Lina Wertmüller pour Pasqualino (en 1977)
As de la satire politique, la cinéaste italienne, disparue en 2021, débute comme assistante sur Huit et demi de Fellini. Elle se fait connaître dans les années 1970 avec Mimi métallo blessé dans son honneur, Film d’amour et d’anarchie, Vers un destin insolite et Pasqualino. C’est pour ce portrait d’un petit mafieux tentant de survivre sous le fascisme et le nazisme qu’elle devient la première femme nommée à l’Oscar de la meilleure réalisation.

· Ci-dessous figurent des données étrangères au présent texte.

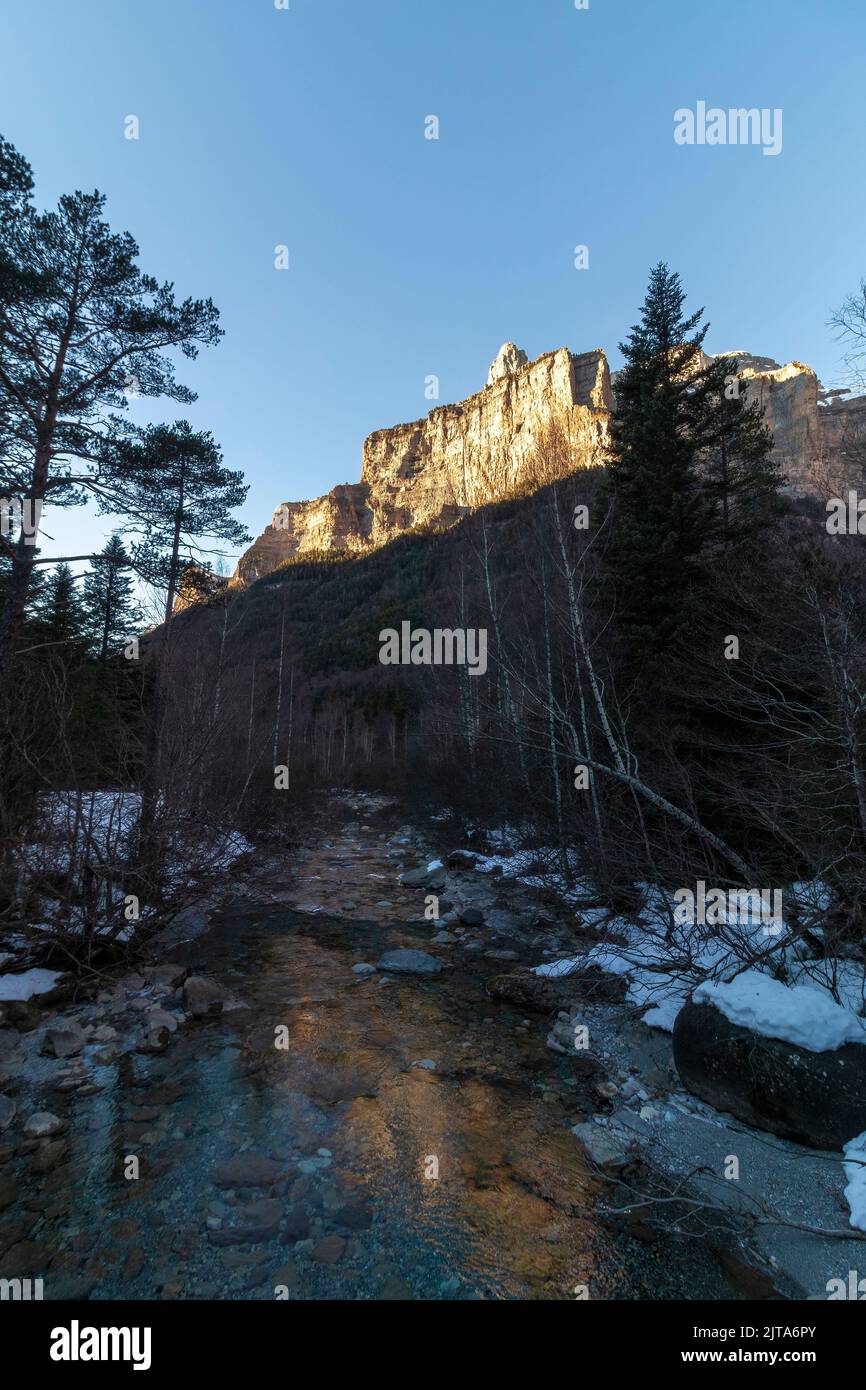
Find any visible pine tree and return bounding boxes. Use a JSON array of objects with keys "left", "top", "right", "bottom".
[
  {"left": 83, "top": 532, "right": 142, "bottom": 662},
  {"left": 605, "top": 263, "right": 781, "bottom": 653},
  {"left": 701, "top": 357, "right": 784, "bottom": 550},
  {"left": 606, "top": 264, "right": 708, "bottom": 651},
  {"left": 0, "top": 131, "right": 221, "bottom": 672},
  {"left": 104, "top": 420, "right": 250, "bottom": 881},
  {"left": 38, "top": 564, "right": 88, "bottom": 657}
]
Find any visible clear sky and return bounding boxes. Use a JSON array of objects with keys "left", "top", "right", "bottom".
[{"left": 0, "top": 0, "right": 866, "bottom": 569}]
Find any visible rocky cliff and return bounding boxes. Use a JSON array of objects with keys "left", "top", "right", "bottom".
[{"left": 231, "top": 343, "right": 866, "bottom": 585}]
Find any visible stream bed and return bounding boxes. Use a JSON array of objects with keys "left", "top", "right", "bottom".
[{"left": 0, "top": 806, "right": 738, "bottom": 1301}]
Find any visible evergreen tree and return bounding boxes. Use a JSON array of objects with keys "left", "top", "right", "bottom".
[
  {"left": 38, "top": 564, "right": 89, "bottom": 657},
  {"left": 0, "top": 132, "right": 221, "bottom": 677},
  {"left": 83, "top": 534, "right": 142, "bottom": 662},
  {"left": 605, "top": 263, "right": 780, "bottom": 653},
  {"left": 106, "top": 420, "right": 250, "bottom": 883},
  {"left": 701, "top": 357, "right": 784, "bottom": 549}
]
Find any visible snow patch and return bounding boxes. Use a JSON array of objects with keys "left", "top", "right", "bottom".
[
  {"left": 692, "top": 970, "right": 866, "bottom": 1052},
  {"left": 842, "top": 1133, "right": 866, "bottom": 1230},
  {"left": 0, "top": 966, "right": 63, "bottom": 1001}
]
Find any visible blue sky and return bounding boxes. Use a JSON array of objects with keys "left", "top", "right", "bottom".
[{"left": 0, "top": 0, "right": 866, "bottom": 569}]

Jane Campion pour La Leçon de piano (en 1993) et Le Pouvoir du chien (en 2021)
On ne présente plus Jane Campion, première réalisatrice à avoir été nommée deux fois aux Oscars (elles sont maintenant deux avec Chloé Zhao). D’abord pour son chef d’œuvre La Leçon de piano, mélodrame sensuel sur une femme muette qui affirme son désir dans la Nouvelle-Zélande coloniale (finalement Oscar du meilleur scénario original). Ensuite pour son western psychologique Le Pouvoir du chien – et du chien, ses films féministes et audacieux n’en manquent pas.

Sofia Coppola pour Lost in Translation (en 2003)
Elle aurait largement dû l’être pour son désormais culte Virgin Suicides (2000), mais c’est pour le mélancolique et intimiste Lost in Translation (sur la rencontre entre deux solitudes dans le Tokyo contemporain, avec Bill Murray et Scarlett Johansson) que Sofia Coppola décrochera une nomination. Comme c’est l’un de nos films préférés de la cinéaste, ça n’est pas non plus démérité.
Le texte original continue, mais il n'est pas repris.